Column: Engineering a Safer World
In this column, I provide a book report on Nancy Leveson’s Engineering a Safer World (2012).
The central premise of the book is: The process hazard analysis methods we use today were designed for the relatively simple projects of yesterday and are inadequate for the complex projects we build today.
I agree with her.
Would It Have Prevented Bhopal?
My litmus test of a new process hazard analysis technique is: “Would this approach have prevented the Bhopal accident?” A typical hazard and operability study (HAZOP) would not have prevented Bhopal, in my opinion. I believe that Leveson’s systems-theoretic process analysis (STPA), a process and safety-guided design approach, would have.
Why Do We Need a New Approach to Safety?
The traditional approaches worked well for the simple systems of yesterday. But the systems we are building today are fundamentally different.
- Reduced ability to learn from experience because of
- The increased speed of technology change
- Increasing automation removes operators from direct and intimate contact with the process
- Changing nature of accidents from component failures to system failures due to increasing complexity and coupling
- More complex relationships between humans and technology
- Changing public and regulator views on safety. Decreasing tolerance for accidents.
- Difficulty in making decisions because at the same time as safety culture is improving, the business environment is getting more competitive and aggressive
Accident models explain why accidents occur, and they determine the approaches we take to prevent them from recurring. Any such model is an abstraction that focuses on those items assumed to be important while ignoring issues considered less important.
The accident model in common use today makes these assumptions:
- Safety is increased by increasing system and component reliability.
- Accidents are caused by chains of related events beginning with one or more root causes and progressing because of the chance simultaneous occurrence of random events.
- Probability risk analysis based on event chains is the best way to communicate and assess safety and risk information.
- Most accidents are caused by operator error.
This accident model is questionable on several fronts.
Safety and reliability are different properties. A system can be reliable and unsafe.
Component failure is not the only cause of accidents; in complex systems, accidents often result from the unanticipated interactions of components that have not failed.
The selection of the root cause or initiating event is arbitrary. Previous events and conditions can always be added. Root causes are selected because
- The type of event is familiar and thus an acceptable explanation for the accident.
- It is the first event in the backward chain for which something can be done.
- The causal path disappears for lack of information. (A reason human error is frequently selected as the root cause is that it is difficult to continue backtracking the chain through a human.)
- It is politically acceptable. Some events or explanations will be omitted if they are embarrassing to the organization.
Causal chains oversimplify the accident. Viewing accidents as chains of events and conditions may limit understanding and omit causal factors that cannot be included in the event chain.
It is frequently possible to show that operators did not follow the operating procedures. Procedures are often not followed exactly because operators try to become more efficient and productive to deal with time pressures and other goals. There is a basic conflict between an error viewed as a deviation from normative procedures and an error viewed as a deviation from the rational and normally used procedure. It is usually easy to find someone who has violated a formal rule by following established practice rather than specified practice.

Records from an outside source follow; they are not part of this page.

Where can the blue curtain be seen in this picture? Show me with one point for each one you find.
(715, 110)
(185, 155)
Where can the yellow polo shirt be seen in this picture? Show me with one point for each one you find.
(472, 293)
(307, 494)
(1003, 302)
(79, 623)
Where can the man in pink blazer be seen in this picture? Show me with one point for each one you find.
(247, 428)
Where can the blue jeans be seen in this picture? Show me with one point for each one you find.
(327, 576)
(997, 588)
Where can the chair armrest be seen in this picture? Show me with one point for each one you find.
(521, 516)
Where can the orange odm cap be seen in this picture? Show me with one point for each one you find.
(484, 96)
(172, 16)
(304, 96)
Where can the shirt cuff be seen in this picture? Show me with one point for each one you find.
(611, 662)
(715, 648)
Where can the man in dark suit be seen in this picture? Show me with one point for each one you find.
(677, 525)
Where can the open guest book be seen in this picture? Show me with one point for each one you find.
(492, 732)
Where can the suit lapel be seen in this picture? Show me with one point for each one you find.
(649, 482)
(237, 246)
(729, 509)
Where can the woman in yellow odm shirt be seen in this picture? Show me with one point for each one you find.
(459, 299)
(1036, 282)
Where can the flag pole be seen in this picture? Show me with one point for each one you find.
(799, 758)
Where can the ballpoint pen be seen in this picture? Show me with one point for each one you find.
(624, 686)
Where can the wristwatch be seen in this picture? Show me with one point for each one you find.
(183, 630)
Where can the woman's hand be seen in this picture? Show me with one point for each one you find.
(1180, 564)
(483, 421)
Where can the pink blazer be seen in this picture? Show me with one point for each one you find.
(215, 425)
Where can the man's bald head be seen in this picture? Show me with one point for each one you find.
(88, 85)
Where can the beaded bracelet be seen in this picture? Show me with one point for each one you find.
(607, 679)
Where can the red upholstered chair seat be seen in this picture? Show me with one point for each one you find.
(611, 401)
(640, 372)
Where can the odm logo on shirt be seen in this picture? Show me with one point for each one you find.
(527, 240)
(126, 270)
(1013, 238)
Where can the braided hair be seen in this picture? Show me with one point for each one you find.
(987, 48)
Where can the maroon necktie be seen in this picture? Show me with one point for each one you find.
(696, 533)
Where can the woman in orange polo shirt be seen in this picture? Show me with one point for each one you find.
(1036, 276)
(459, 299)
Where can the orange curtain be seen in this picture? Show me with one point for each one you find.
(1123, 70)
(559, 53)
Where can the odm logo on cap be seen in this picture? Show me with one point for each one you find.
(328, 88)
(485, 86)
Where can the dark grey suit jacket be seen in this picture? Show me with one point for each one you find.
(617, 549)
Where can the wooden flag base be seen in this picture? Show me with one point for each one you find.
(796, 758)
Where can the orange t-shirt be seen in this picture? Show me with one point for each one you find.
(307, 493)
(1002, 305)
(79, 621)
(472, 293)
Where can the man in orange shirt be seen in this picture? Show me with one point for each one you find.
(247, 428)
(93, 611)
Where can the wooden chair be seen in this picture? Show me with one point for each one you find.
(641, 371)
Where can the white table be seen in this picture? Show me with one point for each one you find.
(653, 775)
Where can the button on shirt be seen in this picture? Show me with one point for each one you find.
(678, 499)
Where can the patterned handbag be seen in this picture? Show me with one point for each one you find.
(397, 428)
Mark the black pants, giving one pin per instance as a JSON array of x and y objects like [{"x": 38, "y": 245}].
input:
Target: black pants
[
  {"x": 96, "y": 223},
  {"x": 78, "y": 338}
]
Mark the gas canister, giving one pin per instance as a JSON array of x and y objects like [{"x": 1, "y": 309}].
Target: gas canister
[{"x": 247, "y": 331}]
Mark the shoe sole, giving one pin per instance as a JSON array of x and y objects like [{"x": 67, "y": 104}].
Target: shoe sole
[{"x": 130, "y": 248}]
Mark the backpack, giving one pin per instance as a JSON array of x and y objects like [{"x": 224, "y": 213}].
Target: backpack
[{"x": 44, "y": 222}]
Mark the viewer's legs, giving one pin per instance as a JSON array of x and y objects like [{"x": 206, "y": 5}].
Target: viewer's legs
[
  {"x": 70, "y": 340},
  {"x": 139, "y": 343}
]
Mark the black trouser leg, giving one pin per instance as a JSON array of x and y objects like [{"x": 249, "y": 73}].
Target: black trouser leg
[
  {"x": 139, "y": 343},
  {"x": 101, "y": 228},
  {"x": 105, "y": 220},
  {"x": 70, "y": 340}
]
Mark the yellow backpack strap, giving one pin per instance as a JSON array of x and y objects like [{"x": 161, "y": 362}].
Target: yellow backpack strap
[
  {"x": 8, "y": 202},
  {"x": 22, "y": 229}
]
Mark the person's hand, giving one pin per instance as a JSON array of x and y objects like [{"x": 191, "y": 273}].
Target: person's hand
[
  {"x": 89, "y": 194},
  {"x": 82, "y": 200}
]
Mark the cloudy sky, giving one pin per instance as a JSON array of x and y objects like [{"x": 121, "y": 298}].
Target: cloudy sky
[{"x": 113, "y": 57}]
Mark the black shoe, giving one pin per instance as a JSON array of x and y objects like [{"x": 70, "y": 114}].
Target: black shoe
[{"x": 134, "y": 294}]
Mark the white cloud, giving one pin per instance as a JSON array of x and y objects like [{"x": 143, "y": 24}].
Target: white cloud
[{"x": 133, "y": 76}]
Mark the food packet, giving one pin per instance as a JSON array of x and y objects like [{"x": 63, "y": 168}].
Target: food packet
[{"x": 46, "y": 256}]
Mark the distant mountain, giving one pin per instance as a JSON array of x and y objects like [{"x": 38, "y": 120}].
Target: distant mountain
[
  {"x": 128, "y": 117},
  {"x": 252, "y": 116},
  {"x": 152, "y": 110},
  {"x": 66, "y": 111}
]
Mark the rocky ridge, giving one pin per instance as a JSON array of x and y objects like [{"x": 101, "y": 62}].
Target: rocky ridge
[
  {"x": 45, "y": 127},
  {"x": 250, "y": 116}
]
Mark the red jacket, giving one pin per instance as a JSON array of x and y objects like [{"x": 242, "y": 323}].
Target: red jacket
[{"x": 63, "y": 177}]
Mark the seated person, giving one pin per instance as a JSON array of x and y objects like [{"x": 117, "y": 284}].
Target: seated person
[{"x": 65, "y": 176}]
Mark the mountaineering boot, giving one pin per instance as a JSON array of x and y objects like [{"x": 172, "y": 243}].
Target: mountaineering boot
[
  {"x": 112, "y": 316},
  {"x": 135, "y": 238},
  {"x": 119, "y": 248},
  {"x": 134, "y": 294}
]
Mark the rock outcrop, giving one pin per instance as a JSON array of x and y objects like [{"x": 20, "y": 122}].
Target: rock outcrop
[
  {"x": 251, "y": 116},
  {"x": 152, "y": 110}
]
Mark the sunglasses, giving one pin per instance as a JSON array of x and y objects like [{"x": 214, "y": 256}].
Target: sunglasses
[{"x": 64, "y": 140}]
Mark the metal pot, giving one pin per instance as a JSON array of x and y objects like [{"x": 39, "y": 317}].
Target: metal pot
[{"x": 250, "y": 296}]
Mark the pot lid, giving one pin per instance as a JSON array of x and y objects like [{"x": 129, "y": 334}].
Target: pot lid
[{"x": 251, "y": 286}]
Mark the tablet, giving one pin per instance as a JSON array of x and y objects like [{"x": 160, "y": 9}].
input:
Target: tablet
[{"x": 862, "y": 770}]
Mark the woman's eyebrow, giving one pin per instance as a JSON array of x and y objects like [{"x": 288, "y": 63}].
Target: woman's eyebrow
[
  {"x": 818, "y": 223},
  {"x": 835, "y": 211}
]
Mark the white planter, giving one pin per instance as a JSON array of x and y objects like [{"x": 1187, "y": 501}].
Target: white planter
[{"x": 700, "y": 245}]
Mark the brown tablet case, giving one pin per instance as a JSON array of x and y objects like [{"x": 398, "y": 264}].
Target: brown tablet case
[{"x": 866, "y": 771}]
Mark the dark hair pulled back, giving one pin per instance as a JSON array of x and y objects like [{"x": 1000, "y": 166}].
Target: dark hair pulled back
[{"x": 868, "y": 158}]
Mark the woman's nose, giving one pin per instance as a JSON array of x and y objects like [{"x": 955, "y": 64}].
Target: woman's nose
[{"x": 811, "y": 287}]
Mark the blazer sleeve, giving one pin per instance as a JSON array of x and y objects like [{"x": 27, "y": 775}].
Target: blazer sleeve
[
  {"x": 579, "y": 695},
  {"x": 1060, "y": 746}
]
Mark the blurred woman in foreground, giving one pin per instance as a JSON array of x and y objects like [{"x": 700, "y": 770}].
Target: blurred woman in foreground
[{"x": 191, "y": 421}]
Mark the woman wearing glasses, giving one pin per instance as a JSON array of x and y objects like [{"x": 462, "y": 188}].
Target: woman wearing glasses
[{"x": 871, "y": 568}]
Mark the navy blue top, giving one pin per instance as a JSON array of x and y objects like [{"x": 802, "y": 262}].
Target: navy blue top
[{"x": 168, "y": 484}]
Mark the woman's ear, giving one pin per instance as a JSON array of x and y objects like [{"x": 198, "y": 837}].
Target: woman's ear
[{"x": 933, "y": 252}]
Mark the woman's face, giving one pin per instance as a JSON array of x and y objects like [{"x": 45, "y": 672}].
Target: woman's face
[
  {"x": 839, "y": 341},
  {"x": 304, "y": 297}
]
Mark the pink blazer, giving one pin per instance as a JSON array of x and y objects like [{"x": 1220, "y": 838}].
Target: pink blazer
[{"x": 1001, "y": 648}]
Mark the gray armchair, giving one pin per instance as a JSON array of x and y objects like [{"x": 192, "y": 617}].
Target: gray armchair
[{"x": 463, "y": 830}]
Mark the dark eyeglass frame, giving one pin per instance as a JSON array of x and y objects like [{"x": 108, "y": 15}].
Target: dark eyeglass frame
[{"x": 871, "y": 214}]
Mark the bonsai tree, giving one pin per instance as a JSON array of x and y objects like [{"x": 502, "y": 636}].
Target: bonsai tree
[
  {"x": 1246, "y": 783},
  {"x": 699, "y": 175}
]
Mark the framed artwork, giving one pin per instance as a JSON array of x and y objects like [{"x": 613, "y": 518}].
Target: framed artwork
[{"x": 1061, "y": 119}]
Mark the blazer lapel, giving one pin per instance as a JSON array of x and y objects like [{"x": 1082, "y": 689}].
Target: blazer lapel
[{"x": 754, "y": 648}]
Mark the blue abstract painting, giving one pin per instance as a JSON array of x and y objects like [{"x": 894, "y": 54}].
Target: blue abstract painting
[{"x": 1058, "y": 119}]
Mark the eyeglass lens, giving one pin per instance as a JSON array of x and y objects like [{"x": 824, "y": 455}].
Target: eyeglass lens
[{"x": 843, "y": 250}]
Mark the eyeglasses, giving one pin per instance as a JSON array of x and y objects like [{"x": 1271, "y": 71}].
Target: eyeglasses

We need to change our assessment of the role of humans in accidents from what they did wrong to why it made sense to them at the time to act the way they did.
Project management theory is based generally on the idea of analytic reduction. It assumes that a complex system can be divided into subsystems and that those subsystems can then be studied and managed independently.
Of course, this can be true only if the subsystems operate independently with no feedback loops or other nonlinear interactions. That condition is not true for today’s complex projects.
Complex systems exist in a hierarchical arrangement. Even simple rules sets at lower levels of the hierarchy can result in surprising behavior at higher levels. An ant colony is a good example (Mitchell 2009): A single ant has few skills—a very simple rule set. Alone in the wild, it will wander aimlessly and die. But, put a few thousand together, and they form a culture. They build and defend nests, find food, divide the work.
Culture? Where did that come from? No scientist could predict ant culture by studying individual ants.
This is the most interesting feature of complex systems. Culture is not contained within individual ants; it is only a property of the collective. This feature is called emergence—the culture emerges.
An emergent property is a property of the network that is not a property of the individual nodes. The sum is more than the parts.
Safety is Emergent
There is a fundamental problem with equating safety with component reliability. Reliability is a component property. Safety is emergent. It is a system property.
The system is hierarchical (Fig. 1). Safety depends on constraints on the behavior of the components in the system, including constraints on their potential interactions and constraints imposed by each level of the hierarchy on the lower levels.
Safety as a Control Problem
Safety depends on system constraints; it is a control problem.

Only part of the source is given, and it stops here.